African swine fever is a viral disease of pigs and wild boar that is usually deadly. There are neither vaccines nor cures. For this reason, it has serious socio-economic consequences in affected countries. Humans are not susceptible to the disease.
The typical signs of African swine fever are similar to classical swine fever, and the two diseases normally have to be distinguished by laboratory diagnosis. Symptoms include fever, loss of appetite, lack of energy, abortions, internal bleeding, with haemorrhages visible on the ears and flanks. Sudden death may occur. Severe strains of the virus are generally fatal (death occurs within 10 days). Animals infected with mild strains of African swine fever virus may not show typical clinical signs.
Evaluation in the EU
Improved surveillance, communication and collaboration are key to controlling the spread of African swine fever in Europe, according to a new risk assessment carried out by EFSA. The assessment estimates the potential for the disease to spread across south-eastern Europe. It was requested by the European Commission to support efforts to control and prevent the spread of the disease in the region.
EFSA evaluated the possibility of spread among nine disease-free countries: Albania, Bosnia-Herzegovina, Croatia, Greece, Kosovo, Montenegro, North Macedonia, Serbia and Slovenia, and the Agency concluded that the chances of the disease spreading within one year of introduction are very high (66-100%). However, the chances of the disease spreading west into other EU Member States within the same time frame are rated as very low (0-15%).
Measures of control
Control measures – which have been in place in the EU since 2014 – should continue to focus on the importance of early detection and preparedness, EFSA says.

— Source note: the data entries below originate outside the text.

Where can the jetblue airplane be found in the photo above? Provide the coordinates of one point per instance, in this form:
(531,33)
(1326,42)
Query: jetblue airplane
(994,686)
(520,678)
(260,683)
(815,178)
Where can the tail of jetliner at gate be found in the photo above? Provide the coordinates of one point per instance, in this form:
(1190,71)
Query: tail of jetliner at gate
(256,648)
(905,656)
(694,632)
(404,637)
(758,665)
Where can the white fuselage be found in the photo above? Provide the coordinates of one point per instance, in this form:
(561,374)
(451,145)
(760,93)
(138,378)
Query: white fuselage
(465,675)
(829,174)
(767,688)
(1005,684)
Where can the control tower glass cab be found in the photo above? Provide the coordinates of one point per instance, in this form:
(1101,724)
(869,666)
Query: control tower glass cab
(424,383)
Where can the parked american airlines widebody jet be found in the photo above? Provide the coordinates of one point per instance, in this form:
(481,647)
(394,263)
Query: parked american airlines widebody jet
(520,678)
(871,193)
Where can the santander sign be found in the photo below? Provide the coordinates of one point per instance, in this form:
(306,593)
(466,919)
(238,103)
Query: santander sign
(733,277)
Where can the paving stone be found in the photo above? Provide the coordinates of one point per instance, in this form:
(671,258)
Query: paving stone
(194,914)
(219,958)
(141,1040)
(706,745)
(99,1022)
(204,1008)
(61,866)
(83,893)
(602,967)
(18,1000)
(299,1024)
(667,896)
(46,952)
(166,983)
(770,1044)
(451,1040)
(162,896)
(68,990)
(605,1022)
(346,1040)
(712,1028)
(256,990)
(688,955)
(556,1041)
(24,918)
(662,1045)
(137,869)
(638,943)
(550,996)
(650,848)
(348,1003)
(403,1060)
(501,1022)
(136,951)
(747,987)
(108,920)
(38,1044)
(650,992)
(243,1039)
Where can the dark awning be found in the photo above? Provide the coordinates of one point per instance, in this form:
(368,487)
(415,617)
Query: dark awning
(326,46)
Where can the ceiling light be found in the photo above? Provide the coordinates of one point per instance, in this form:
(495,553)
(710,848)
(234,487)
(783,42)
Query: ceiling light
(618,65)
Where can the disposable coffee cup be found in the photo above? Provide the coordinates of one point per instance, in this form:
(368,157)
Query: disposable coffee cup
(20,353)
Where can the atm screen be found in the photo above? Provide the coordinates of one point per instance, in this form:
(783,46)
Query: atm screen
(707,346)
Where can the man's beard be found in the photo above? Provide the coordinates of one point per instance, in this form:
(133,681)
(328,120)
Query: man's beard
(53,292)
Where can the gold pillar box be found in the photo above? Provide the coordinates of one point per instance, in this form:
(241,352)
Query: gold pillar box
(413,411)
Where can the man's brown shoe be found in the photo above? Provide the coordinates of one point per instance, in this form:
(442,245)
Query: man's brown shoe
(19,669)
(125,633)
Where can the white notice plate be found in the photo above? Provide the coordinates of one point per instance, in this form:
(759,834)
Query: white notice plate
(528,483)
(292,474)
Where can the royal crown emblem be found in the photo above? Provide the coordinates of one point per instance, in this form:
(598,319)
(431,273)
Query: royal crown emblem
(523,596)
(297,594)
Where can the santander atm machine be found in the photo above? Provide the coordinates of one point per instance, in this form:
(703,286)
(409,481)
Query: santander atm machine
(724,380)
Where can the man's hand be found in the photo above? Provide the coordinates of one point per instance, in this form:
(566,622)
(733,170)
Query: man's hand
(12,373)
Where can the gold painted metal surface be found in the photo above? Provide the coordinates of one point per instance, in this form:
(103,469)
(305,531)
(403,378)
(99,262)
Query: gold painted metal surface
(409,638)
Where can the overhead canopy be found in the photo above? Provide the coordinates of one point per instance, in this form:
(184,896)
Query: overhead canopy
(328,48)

In particular, EFSA recommends:
- Rigorous surveillance, especially surveillance of wild boar and domestic pigs, which remains the most effective means for early detection of African swine fever.
- Measures to limit access of wild boar to food and further reduce boar numbers through hunting.
- Awareness campaigns for travellers, hunters, farmers etc. to limit the risk of spread via movement of people, as well as to assist with early detection.
- Communication and collaboration among national authorities and stakeholders to support awareness campaigns.
- Training activities for veterinary officers, other relevant bodies and hunters to increase the probability of early detection and effective control.
- Risk assessment of African swine fever in the south-eastern countries of Europe.